I, alas, got dragged along with them ("let's keep an eye on Jen; she might do something rash if she wasn't supervised." Some friends! Puh!), so I didn't get the chance to go rescue Blasse on my own, either. For some reason, Prihelm thought the goblins would be at the cave that Page had mentioned (there's a cave near the old ruins, apparently), so he dragged us along with him on this foolish little quest, and of course, when we got there, it was painfully obvious that while the goblins had been there, it was two or three days ago, and they hadn't been back since. Pri wanted to just wait for them to get back, until I pointed out that we needed to be back in town and it was getting close to morning. I was hoping to make it back in time to rescue Blasse while the others slept, but this was not to be.
When we got to town, it was just in time to see the mob ready to hang the poor girl again! And naturally, the captain was egging them on, nevermind "honor" and "justice" and so forth! Casting a scathing glare at the paladin, I did my best to get to Blasse before she was killed, but it wasn't looking too promising! Just then, a dagger came spinning out of nowhere and cut the (taut) rope that was being used to strangle the poor girl, and this weird looking pair of men in skeleton costumes came out of the shadows behind some tall woman, glaring at the crowd and obviously ready to do some evil things to the mob if they interfered. They needn't have worried, since the mob, led by the heroic capatain (who seems to have wet his pants), fled in terror at the approach of these three people. They were, they explained, from the carnival, and they were here to rescue Blasse.

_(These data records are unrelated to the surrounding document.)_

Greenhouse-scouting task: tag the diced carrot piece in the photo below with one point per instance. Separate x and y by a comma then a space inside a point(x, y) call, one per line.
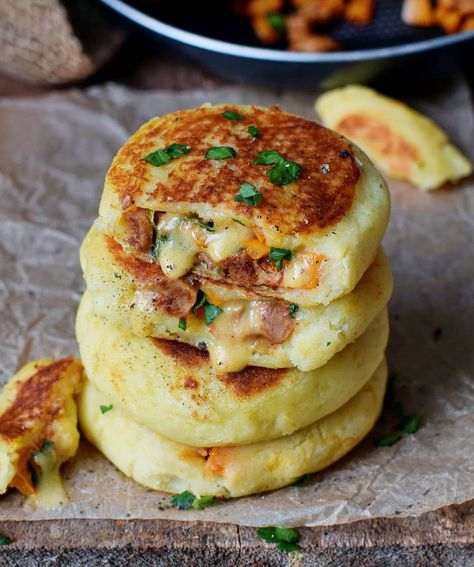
point(417, 13)
point(448, 19)
point(360, 11)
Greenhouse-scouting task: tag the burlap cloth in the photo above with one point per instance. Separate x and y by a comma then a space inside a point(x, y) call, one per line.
point(46, 42)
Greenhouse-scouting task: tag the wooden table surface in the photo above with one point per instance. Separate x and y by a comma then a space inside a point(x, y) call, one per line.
point(444, 537)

Hmm.. We didn't know if we liked this so much, but we agreed to go along with them for a while, and we got to the carnival just in time for the woman, Isolde, to announce that they would be moving on shortly. I wasn't sure I liked this, and I didn't even trust the carnival one little bit, so I decided to wait outside while the others ingratiated themselves with the various people there. Apparently, from what Haley tells me, they have some weird freaks there, and they thought Blasse would fit right in! There's something called the Twisting, which does strange things to people to make them kind of freakish and which normally is some weird stupid ironic joke or something. For example, there used to be a thief who was very sticky fingered travelling with them, so the Twisting turned her into a walking glue-person. Very droll. Haley can be quite strange sometimes.
Anyhow, the others were apparently convinced that the carnival was okay after all, nevermind the flyers that they sent us, so they just left Blasse with them and decided it was time to go home, our work being done. I'm very confused by all of this, but I think my first duty is to my friends, not to Blasse, so I'll have to take them back to Page and see if I can't get him to find out what those jerks at the carnival did to Haley and Prihelm and the rest. Then we can go rescue Blasse from her "rescuers." I hate having to be the responsible one, but right now, I guess I don't have a lot of choice. If only they'd listened to me when I warned them not to go in!